Given the scale of the task facing the government, it is surprising that the white paper says little about one of the most popular instruments used by governments to influence educational outcomes – per-pupil funding. The 2021 spending review brought about an announcement that per pupil funding would go up by an average of £1,500 by 2024-25 compared to 2019-20 levels.
In 2018, a new formula for funding schools was also announced which aimed to correct the fact that funding was often determined by historical factors rather than, for instance, enrolment and the number of disadvantaged schools in the current academic year.
How these funding changes fit into the broader levelling up agenda depends upon how likely it is that the extra funding will increase attainment for who need it the most.
The effect of extra spending on attainment is somewhat contentious. Different papers find varying effects sizes and, importantly, effect sizes that differ according to how the money is spent. Disadvantaged children appear to be the major beneficiaries of extra funding while expenditures on teaching staff and other resources – as opposed to capital expenditures – also appear to be more efficacious.
While most of the evidence of the effect of funding comes from US studies, one of the most credible UK-based studies finds a large and significant effect of funding on student outcomes. By analysis of a quirk in local authority funding formulas that meant otherwise similar schools received different amounts of funding, the authors were able to show that each additional increase of £1,000 per pupil, sustained over the course of Key Stage 2, tended to increase attainment by 0.29 of a standard deviation.

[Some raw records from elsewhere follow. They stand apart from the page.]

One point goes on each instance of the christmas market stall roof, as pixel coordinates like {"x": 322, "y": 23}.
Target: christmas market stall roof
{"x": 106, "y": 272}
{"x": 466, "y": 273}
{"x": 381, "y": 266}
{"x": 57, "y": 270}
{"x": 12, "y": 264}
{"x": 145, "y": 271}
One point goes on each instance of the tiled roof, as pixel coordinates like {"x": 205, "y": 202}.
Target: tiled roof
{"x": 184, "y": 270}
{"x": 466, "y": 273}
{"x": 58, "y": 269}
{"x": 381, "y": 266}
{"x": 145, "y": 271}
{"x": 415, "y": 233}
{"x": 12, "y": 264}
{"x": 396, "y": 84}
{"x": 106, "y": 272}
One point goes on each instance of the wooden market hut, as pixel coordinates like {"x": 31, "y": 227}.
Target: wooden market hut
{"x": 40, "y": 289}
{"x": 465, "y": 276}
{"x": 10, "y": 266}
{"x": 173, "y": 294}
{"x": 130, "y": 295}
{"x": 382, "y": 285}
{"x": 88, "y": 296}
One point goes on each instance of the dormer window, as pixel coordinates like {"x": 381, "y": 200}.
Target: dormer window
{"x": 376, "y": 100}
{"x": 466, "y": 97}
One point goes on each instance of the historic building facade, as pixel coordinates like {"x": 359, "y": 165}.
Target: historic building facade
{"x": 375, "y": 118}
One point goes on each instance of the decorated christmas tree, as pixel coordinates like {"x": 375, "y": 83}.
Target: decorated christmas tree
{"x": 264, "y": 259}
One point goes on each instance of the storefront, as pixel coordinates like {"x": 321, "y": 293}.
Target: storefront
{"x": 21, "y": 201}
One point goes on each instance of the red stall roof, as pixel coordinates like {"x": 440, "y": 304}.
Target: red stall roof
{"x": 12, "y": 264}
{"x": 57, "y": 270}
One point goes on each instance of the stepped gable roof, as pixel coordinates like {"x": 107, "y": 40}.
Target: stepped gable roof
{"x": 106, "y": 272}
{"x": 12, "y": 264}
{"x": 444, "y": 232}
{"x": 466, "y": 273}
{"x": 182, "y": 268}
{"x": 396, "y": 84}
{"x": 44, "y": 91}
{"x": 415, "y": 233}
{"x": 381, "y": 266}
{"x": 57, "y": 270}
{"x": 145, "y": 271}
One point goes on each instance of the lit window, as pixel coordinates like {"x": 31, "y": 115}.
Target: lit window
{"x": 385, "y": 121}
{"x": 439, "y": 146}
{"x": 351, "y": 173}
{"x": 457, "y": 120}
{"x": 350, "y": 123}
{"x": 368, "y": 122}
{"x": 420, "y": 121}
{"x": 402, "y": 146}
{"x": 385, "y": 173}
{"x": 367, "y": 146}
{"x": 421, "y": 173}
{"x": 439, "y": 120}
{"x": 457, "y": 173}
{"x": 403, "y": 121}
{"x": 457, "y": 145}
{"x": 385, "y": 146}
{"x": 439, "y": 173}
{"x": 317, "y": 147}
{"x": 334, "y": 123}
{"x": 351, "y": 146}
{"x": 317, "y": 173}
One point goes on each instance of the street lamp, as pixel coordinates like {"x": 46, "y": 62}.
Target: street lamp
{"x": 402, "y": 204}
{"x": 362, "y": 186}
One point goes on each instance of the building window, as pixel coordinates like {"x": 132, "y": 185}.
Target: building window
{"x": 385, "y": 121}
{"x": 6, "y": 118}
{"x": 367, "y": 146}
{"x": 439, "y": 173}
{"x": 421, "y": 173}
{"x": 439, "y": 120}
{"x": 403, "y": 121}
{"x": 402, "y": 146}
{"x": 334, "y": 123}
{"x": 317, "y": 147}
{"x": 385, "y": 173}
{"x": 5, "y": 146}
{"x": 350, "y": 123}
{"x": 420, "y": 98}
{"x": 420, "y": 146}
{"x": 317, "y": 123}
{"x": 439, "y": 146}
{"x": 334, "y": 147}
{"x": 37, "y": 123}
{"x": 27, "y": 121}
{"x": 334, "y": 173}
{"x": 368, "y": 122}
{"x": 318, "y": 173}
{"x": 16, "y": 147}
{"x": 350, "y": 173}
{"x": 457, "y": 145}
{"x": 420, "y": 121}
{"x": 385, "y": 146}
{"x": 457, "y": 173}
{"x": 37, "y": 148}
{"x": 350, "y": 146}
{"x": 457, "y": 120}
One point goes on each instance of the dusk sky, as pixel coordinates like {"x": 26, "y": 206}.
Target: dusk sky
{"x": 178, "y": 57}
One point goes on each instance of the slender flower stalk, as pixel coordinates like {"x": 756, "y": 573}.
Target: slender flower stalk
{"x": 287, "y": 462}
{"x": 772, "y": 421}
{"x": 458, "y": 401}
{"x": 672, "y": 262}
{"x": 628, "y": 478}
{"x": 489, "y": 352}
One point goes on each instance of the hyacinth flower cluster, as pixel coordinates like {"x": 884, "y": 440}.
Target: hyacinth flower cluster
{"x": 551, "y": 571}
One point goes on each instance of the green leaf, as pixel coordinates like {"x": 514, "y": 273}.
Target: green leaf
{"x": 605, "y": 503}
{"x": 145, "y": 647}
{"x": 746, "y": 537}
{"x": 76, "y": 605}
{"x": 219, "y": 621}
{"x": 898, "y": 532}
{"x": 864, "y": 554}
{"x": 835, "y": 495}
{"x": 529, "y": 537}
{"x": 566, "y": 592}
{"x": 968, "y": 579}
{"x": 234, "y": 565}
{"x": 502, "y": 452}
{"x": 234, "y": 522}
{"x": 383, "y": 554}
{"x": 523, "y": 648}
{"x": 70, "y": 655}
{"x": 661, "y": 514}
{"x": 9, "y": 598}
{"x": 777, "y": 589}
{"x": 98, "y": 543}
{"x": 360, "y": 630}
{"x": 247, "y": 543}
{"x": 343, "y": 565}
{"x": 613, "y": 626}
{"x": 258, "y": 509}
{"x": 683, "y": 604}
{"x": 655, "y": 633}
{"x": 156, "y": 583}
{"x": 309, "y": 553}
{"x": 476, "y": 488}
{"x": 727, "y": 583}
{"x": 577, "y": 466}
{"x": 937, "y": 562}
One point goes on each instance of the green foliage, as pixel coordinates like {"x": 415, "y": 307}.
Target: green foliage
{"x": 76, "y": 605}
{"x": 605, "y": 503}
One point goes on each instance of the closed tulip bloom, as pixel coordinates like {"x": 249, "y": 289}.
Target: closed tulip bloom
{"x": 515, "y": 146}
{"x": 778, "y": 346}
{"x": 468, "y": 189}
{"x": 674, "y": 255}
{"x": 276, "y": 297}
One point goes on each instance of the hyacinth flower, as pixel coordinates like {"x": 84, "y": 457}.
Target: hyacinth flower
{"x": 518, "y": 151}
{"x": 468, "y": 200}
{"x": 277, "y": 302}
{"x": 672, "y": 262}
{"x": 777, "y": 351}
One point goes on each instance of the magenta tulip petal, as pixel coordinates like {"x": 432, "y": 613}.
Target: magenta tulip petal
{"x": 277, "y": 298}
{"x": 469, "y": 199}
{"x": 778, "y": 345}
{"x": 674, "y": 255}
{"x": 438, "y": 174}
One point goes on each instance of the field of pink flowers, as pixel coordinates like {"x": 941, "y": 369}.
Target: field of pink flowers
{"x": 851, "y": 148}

While that number might mean little on its own, it is easier to think of it in terms of the goals of the white paper. The 35% of pupils who were below the expected standard in 2019 were, on average, 0.87 standard deviations away from achieving the standard.

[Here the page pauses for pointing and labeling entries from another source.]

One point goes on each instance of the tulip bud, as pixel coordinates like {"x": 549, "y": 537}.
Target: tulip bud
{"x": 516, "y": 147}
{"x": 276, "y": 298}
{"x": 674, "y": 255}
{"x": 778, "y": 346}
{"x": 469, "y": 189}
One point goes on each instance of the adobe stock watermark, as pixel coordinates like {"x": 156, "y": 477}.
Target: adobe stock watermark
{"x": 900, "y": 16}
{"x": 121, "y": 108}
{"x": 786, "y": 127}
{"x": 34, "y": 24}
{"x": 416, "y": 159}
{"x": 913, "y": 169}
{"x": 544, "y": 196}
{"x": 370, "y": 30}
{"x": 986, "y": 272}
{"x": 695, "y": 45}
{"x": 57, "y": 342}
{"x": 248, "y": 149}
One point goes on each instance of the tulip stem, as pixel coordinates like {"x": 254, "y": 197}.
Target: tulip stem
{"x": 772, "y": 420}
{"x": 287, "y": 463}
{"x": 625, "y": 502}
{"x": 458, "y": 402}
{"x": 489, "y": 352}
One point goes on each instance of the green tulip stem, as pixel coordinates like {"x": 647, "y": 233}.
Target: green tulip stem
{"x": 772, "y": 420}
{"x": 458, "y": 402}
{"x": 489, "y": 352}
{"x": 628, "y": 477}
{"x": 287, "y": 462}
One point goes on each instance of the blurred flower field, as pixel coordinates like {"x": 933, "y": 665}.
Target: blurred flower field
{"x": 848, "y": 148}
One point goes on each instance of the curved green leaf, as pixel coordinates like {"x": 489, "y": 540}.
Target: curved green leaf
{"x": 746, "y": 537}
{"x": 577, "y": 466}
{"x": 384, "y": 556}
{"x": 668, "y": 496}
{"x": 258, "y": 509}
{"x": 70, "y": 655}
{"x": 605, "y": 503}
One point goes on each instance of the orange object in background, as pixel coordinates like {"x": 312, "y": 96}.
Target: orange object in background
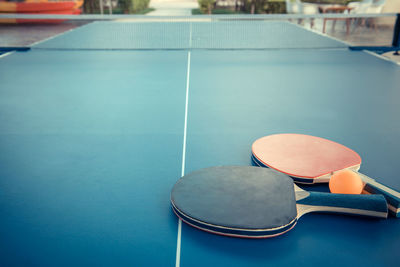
{"x": 346, "y": 182}
{"x": 40, "y": 7}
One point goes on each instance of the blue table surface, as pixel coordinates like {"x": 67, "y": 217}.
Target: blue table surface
{"x": 91, "y": 143}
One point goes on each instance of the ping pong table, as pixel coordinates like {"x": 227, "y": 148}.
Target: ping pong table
{"x": 98, "y": 123}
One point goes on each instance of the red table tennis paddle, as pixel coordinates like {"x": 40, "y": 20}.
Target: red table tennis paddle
{"x": 309, "y": 159}
{"x": 253, "y": 202}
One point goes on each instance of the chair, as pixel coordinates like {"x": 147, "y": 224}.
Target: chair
{"x": 367, "y": 7}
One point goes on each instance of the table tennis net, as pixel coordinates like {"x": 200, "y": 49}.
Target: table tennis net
{"x": 204, "y": 32}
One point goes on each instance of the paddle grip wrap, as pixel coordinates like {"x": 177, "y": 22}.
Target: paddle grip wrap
{"x": 366, "y": 205}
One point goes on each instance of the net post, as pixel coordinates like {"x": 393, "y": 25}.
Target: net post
{"x": 395, "y": 42}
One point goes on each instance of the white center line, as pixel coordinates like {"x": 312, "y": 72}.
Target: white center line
{"x": 178, "y": 242}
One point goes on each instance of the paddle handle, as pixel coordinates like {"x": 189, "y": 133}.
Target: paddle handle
{"x": 392, "y": 196}
{"x": 364, "y": 205}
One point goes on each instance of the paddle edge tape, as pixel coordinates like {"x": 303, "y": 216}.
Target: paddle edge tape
{"x": 233, "y": 232}
{"x": 301, "y": 180}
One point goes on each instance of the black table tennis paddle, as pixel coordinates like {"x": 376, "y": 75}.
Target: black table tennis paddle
{"x": 253, "y": 202}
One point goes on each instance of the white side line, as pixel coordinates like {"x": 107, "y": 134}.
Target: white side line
{"x": 178, "y": 242}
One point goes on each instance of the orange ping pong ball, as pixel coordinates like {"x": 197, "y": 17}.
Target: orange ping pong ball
{"x": 346, "y": 182}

The implied increase needed to push these pupils to the expected standard is then double the £1,500 increase promised in the 2021 spending review. This estimate is very conservative given the inflationary climate in that it ignores price changes between the study – where prices are expressed as 2009 prices – and 2024/25.
As back of the envelope calculations suggest, the current increase in funding alone is unlikely to be adequate to meet the government’s aims. It also suggests that while funding can play a role in meeting the government’s objectives, it will have to be much more redistributive than it currently is if costs are to be kept in check.
While the increase in per-pupil funding is welcome – as are changes to the funding formula – it has been noted elsewhere that provisions in the new formula still prevent educational funding from being as progressive as it might be.
The proposals for education set out in the white paper are not overly objectionable. The best multi academy trusts – which will be encouraged to expand into deprived areas of the country – have proved transformational for the children that attend them, but it is not possible to talk about levelling up without talking about funding. The cuts to school funding between 2009/10 and 2019/20 represented the largest real-term cut in 40 years.
The most plausible estimates suggest that if attainment is to be truly levelled up, boosts to spending will have go beyond a mere reversal of the cuts of the previous decade, and will have to be targeted toward the children who need help the most.
By Andrew Eyles, research economist in the Education and Skills program at the Centre for Economic Performance. He is also a PhD (Economics) student at University College London.